Uno de los textos fundacionales del blog. Que lo disfruteis.

 

Acomodada en la butaca he terminado reconociendo que el cine es un verdadero acto de vampirismo a la manera en que se mostró en Arrebato o El fotógrafo del pánico. La cámara parece captar algo más que la imagen y, como en muchas culturas reconocen, parece robar el alma de los retratados. El caso es que los directores, los primeros espectadores de lo rodado, han llegado a realizar verdaderas declaraciones de amor a sus actrices -o, según el caso, a sus actores-, haciendo que, gustase más o menos el encanto de las filmadas, nos conquistasen con muy poco: un movimiento de cabeza o una simple mirada.

Me fascinó siempre la manera en que Kieslowski mostró a la actriz Irene Jacob. En Rojo, pero sobre todo en La doble vida de Verónica, la dotaba de una sensibilidad y una gran intuición que le hacían pensar que no estaba sola en el mundo. Nos ofrecía unos unos planos magistrales de la intérprete con los que era imposible no pensar que en esos momentos el director realizaba un verdadero acto de adoración a su musa.

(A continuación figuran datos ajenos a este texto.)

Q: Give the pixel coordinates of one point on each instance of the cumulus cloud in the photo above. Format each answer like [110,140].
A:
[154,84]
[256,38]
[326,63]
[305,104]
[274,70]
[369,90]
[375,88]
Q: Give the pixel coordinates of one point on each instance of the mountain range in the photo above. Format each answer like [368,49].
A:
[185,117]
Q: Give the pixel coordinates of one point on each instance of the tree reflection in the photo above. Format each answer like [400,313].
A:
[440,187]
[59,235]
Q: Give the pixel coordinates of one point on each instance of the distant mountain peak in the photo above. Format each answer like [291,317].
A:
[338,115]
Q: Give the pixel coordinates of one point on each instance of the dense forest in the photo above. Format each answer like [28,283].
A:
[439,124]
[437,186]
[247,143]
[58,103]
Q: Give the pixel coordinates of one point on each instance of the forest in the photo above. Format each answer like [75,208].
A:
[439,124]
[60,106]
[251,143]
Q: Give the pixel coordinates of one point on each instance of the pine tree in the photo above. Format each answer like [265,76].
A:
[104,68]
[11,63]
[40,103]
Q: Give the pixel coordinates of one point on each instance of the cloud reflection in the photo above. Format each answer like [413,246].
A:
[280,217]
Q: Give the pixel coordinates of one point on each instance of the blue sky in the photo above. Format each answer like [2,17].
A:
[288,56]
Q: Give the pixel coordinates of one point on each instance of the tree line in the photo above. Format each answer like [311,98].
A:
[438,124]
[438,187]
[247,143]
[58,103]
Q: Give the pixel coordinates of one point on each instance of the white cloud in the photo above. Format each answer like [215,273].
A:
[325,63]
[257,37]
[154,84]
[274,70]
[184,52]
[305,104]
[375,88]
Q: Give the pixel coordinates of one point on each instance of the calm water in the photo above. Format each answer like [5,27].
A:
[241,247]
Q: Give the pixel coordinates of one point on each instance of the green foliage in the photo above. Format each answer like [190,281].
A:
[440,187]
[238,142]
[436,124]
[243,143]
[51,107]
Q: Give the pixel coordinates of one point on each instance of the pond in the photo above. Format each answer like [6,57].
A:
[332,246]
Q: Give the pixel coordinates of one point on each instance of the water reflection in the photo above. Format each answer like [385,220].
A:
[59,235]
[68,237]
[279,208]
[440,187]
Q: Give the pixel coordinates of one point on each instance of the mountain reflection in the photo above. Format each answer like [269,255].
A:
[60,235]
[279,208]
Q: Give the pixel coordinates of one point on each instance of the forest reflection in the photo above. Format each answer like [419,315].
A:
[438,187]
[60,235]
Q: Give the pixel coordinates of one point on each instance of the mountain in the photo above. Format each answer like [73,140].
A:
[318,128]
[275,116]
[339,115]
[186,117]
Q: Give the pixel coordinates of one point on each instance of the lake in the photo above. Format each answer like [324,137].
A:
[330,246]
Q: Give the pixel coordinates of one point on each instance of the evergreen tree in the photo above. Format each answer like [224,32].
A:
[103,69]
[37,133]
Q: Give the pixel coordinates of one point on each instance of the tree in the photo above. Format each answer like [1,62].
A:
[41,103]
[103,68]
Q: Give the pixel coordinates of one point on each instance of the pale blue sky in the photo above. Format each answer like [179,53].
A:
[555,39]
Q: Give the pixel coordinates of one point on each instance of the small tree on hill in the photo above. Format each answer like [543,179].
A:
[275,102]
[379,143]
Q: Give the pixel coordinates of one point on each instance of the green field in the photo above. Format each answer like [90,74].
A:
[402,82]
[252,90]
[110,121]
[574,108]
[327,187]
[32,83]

Truffaut fue uno de los que más se rindió al encanto de sus actrices. Su alma fetichista, quiza en menor o mayor medida como la de todo cinéfilo de pró, le llevó a realizar en películas como Vivamente domingo incalculables rendiciones al encanto de Fanny Ardant, que se convertiría en su pareja sentimental. Godard también lo haría con Anna Karina, tan irresistible en Vivir su vida, captándola en toda su magnitud y siguiendo cada uno de sus movimientos con sincera devoción.

Luchino Visconti hizo lo propio con su moreno objeto de deseo antes de que éste se convirtiera en uno rubio: Helmut Berger. El oscuro adorado era Alain Delon, que nunca estuvo tan atractivo como cuando el italiano le filmó en Rocco y sus hermanos. Un plano lo decía todo: aquel en el que se duchaba junto a su bruto hermano en el gimnasio de boxeo y tras aparecer en escena un empresario con intenciones poco claras se nos ofrecía un primer plano de su bellísimo rostro. Inigualable.

Los directores realizan para el espectador el trabajo sucio de robar almas. Son los creadores de mitologías, los que sirven en bandeja a ese maravilloso conjunto de seres que nos hacen soñar con que el cine, más que pura evasión, es un catálogo de momentos vitales irresistibles. También un analgésico que nos cura contra toda su fealdad y nos recuerda, al contrario que esa figura que todo emperador romano llevaba en su cuadriga, que podemos ser inmortales. Jacob, Ardant y tantas otras lo consiguieron. Fue por obra y gracia de ese director que supo amarlas.